Dalam kajian administrasi publik, ilmu sosial ini mengaitkan tiga elemen utama negara (Lembaga Legislatif, Yudikatif, dan Eksekutif) dengan berbagai peraturan dan kebijakan yang berhubungan dengan publik, tujuan negara, administrasi pembangunan, dan etika yang mengatur penyelenggaraan negara.

Administrasi publik terdiri dari dua kata, yaitu administrasi dan publik. Administrasi diartikan sebagai kegiatan atau kerjasama dalam rangka mencapai tujuan yang telah ditentukan atau diarahkan. Definisi lainnya yang bisa diajukan adalah kegiatan implementasi kebijakan.

Sedangkan publik bisa diartikan sebagai negara, klien, konsumen, warga masyarakat, dan kelompok kepentingan. Tetapi dalam wacana di Indonesia lebih berkembang administrasi publik disamakan dengan administrasi negara.

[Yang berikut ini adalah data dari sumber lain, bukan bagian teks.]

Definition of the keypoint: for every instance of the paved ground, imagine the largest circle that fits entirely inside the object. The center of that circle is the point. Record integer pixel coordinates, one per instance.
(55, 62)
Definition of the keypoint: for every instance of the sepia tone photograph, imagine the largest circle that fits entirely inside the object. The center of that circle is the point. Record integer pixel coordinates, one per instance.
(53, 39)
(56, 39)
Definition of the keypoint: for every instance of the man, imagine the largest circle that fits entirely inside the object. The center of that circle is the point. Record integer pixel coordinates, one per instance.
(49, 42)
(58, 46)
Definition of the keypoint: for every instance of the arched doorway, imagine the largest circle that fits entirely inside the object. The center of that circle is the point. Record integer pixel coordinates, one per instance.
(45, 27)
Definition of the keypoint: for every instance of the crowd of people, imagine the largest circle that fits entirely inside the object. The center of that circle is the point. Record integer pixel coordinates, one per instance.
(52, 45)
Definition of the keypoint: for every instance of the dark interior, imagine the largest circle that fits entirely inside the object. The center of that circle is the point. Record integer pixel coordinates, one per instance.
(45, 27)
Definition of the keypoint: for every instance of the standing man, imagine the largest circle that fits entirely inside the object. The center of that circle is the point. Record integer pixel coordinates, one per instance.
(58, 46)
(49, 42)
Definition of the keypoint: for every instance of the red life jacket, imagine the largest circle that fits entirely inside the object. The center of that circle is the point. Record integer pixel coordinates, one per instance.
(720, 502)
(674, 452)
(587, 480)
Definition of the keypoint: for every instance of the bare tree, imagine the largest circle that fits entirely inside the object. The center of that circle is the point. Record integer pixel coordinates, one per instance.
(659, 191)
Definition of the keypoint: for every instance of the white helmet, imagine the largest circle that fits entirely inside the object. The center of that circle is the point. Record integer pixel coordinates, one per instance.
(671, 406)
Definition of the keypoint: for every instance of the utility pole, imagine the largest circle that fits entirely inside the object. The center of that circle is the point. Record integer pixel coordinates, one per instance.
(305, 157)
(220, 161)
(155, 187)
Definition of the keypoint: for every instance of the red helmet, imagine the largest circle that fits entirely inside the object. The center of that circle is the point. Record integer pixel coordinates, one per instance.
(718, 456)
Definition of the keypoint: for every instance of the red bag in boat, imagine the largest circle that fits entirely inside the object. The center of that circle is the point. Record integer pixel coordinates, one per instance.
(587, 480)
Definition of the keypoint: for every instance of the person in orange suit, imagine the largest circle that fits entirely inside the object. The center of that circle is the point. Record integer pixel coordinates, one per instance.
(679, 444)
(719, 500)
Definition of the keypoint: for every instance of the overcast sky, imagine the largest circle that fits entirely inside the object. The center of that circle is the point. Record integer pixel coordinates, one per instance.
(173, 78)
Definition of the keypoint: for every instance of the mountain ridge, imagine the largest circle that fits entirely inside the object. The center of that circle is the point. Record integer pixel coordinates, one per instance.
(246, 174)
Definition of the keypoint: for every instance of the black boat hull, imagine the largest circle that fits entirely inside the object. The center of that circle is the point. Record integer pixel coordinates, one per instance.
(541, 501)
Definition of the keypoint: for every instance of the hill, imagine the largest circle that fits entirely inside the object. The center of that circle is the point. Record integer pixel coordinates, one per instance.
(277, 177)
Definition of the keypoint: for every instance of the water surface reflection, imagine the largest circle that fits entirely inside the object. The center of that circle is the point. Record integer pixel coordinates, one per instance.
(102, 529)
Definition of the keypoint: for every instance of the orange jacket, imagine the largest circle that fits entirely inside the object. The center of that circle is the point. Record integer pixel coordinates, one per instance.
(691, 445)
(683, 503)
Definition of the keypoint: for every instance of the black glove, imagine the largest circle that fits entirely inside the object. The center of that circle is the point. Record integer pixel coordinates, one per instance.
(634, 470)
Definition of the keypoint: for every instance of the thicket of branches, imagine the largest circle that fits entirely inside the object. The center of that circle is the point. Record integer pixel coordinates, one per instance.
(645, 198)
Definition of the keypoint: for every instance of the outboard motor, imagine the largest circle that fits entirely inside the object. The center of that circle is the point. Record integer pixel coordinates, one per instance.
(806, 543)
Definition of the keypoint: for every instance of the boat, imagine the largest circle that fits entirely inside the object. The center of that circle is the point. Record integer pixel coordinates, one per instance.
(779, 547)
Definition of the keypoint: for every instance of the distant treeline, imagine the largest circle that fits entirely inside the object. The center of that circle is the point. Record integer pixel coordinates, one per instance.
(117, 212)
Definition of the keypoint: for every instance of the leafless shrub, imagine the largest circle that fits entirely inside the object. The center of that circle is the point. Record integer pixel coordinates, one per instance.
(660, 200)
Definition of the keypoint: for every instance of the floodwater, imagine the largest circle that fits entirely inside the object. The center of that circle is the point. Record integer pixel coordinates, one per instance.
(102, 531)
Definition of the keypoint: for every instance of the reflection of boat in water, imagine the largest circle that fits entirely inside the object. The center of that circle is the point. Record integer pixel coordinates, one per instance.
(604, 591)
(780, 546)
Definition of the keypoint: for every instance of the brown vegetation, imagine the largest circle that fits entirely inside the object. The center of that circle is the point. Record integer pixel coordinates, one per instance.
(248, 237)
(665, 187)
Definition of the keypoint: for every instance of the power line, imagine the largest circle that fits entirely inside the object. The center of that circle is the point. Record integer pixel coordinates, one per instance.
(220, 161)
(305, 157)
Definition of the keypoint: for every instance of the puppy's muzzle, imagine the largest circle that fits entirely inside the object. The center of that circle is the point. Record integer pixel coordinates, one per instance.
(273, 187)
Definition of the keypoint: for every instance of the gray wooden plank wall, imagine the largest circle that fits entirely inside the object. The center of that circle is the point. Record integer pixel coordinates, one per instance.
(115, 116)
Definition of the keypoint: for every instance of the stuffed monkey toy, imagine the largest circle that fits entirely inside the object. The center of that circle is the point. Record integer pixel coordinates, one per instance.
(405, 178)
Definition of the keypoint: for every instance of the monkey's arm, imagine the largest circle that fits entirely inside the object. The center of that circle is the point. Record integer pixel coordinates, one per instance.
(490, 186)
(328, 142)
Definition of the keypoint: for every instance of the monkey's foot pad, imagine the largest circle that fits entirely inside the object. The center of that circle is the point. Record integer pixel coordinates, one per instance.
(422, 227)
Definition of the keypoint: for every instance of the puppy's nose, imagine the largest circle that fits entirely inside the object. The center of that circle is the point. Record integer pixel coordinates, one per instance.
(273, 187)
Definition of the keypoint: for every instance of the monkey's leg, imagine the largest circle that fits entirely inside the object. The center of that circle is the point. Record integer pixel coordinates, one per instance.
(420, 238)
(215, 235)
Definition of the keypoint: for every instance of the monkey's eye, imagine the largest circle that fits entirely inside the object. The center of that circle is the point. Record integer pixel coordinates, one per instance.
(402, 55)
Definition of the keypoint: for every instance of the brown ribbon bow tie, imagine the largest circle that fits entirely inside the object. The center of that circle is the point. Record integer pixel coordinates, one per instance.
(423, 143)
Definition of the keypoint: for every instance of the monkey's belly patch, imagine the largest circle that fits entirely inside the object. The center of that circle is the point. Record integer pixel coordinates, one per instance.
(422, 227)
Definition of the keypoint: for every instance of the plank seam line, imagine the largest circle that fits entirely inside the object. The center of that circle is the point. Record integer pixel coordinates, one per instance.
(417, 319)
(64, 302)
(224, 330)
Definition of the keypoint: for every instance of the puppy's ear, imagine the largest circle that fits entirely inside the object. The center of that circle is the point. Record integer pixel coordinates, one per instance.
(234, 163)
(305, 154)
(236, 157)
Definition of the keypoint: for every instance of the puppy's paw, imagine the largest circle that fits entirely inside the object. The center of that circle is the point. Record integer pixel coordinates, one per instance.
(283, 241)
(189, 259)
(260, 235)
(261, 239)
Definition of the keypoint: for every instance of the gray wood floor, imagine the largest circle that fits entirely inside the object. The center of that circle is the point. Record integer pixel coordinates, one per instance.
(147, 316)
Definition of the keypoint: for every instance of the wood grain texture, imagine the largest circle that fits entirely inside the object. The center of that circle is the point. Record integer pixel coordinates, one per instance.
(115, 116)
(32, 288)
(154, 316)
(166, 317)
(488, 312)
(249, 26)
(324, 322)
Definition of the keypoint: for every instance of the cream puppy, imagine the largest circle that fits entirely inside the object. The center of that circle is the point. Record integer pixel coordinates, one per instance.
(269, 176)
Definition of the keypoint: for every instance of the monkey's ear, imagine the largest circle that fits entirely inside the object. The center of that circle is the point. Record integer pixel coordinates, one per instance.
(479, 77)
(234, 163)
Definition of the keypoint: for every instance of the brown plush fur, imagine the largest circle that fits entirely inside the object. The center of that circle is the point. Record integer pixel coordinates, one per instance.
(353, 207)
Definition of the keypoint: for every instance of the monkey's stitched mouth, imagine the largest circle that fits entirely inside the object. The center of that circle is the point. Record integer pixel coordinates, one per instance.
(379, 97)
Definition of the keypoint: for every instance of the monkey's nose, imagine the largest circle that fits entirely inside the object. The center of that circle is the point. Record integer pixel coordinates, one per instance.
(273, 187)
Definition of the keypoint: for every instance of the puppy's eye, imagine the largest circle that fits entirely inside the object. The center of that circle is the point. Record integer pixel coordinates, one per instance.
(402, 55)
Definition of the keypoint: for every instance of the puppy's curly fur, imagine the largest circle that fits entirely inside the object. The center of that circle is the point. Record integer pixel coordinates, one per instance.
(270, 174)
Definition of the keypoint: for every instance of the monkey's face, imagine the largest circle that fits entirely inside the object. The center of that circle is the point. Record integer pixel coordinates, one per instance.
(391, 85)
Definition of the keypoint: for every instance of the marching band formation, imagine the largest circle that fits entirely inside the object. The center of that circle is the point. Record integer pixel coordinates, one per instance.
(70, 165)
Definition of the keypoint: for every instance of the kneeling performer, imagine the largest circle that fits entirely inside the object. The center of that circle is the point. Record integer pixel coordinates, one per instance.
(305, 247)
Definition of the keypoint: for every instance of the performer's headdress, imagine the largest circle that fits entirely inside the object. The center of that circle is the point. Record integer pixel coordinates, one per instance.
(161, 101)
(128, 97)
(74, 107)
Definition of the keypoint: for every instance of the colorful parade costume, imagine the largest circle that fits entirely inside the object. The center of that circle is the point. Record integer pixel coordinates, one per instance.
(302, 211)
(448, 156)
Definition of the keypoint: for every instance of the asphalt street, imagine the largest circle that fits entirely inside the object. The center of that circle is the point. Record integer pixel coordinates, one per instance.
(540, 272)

Dari pengertian dua kata tersebut, maka administrasi publik bisa diartikan sebagai sebuah proses menjalankan keputusan/kebijakan untuk kepentingan negara, warga masyarakat. Terdapat pengertian yang singkat, administrasi publik merupakan metode pemerintahan negara (proses politik) administration of publik, for public dan by public. Dengan demikian administrasi publik merupakan proses pemerintahan publik, untuk publik dan oleh publik.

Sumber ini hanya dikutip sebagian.